Curb Your Expectations

As an actor, Larry David is a great comedy writer. His blunt, declamatory line readings on Curb Your Enthusiasm make you appreciate how well Jason Alexander channeled David’s neuroses on Seinfeld. Surprisingly, David is a pretty serviceable Woody Allen surrogate in Allen’s latest, Whatever Works, which finds Allen on New York home turf after a string of movies set in England and Spain. Casting about for a new movie, Allen dusted off and updated a script he wrote in the’70s for Zero Mostel.

The great Zero is long dead, so we have David as Boris Yellnikov, the misanthropic ex-physicist who rants against everything from religion to love and dismisses most human beings as “incompetent morons” and “inchworms.” “The basic teachings of Jesus and Karl Marx — all great ideas with one fatal flaw,” he declaims. “The fallacious notion that people are fundamentally decent.” The persona is as familiar as a cranky old friend, and while Woody is still best at inhabiting it, David is far from the worst fit — that honor would go to Kenneth Branagh in Celebrity, hands down.

The story is a sporadically funny farce centering on Boris, a divorced hermit who walks with a limp after a failed suicide attempt (he hit a canopy after jumping out a window) and spends his days waxing philosophical with his friends (Michael McKean, Adam Brooks, Lyle Kanouse) and teaching chess to children, which provides the opportunity for funny scenes of Boris verbally abusing the kids.

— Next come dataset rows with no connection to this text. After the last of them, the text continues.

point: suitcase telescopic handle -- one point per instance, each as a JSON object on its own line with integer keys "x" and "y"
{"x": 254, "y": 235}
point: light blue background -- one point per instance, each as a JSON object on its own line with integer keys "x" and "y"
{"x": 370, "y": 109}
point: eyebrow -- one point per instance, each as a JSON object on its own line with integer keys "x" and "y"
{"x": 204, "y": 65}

One night Melodie (Evan Rachel Wood), a pretty teenage runaway from the South, appears at the doorstep of his dismal apartment. Boris, who has given up even on sex, is reluctant to take her in, but schools her in his obsessions and attitudes, which she adopts with precision. He marries the girl, and her honeyed optimism has a tonic effect on him. The farce cranks up when Melodie’s mother, Marietta (Patricia Clarkson) arrives, her Bible Belt faith providing a target for Boris’ unending derision. Manhattan is seductive to Marietta, who transforms herself into a bohemian artiste. Her estranged husband (Ed Begley Jr.), comes looking for her and finds a new identity in the big city as well. As always with Allen’s romances, the young woman tires of her cranky, neurotic older mate, and a series of un-couplings and re-couplings occur. The redemptive finale, reminiscent of Hannah and Her Sisters, is unexpectedly uplifting.

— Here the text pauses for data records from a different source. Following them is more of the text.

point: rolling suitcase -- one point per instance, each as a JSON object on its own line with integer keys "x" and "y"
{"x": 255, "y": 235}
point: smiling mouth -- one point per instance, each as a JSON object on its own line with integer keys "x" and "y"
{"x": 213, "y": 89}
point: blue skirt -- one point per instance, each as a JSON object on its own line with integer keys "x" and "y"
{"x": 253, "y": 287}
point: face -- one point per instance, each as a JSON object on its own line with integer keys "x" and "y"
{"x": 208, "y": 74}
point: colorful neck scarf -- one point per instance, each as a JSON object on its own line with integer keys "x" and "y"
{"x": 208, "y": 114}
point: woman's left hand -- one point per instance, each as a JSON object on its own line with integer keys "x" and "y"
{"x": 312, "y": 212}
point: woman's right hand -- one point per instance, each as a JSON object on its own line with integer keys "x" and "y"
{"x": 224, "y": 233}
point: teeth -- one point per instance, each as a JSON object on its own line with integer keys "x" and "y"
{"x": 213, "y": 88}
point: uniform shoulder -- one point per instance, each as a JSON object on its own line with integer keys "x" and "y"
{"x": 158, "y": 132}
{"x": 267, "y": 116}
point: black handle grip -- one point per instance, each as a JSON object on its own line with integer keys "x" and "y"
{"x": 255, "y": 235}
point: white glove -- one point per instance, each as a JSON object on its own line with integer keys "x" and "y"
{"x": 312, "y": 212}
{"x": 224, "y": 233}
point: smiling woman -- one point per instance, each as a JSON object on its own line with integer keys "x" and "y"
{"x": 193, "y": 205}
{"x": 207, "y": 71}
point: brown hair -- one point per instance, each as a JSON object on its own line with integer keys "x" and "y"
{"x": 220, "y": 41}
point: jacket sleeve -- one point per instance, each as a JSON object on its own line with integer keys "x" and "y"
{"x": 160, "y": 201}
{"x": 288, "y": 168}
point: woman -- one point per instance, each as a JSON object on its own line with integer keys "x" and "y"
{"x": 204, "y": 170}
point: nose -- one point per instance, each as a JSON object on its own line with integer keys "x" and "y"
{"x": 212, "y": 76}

We could quibble for days over Allen’s recurrent themes of older males romancing inappropriately young females (a scene in which Boris sits with the camisole-clad girl watching Fred Astaire on TV is iconic), and admittedly it’s a strange fixation in art and in life. Some people still have not forgiven him for what they perceive as his sins, but his attitude is reasonably expressed by the movie’s title.

(A shorter version of this appeared on the Cleveland Scene website.)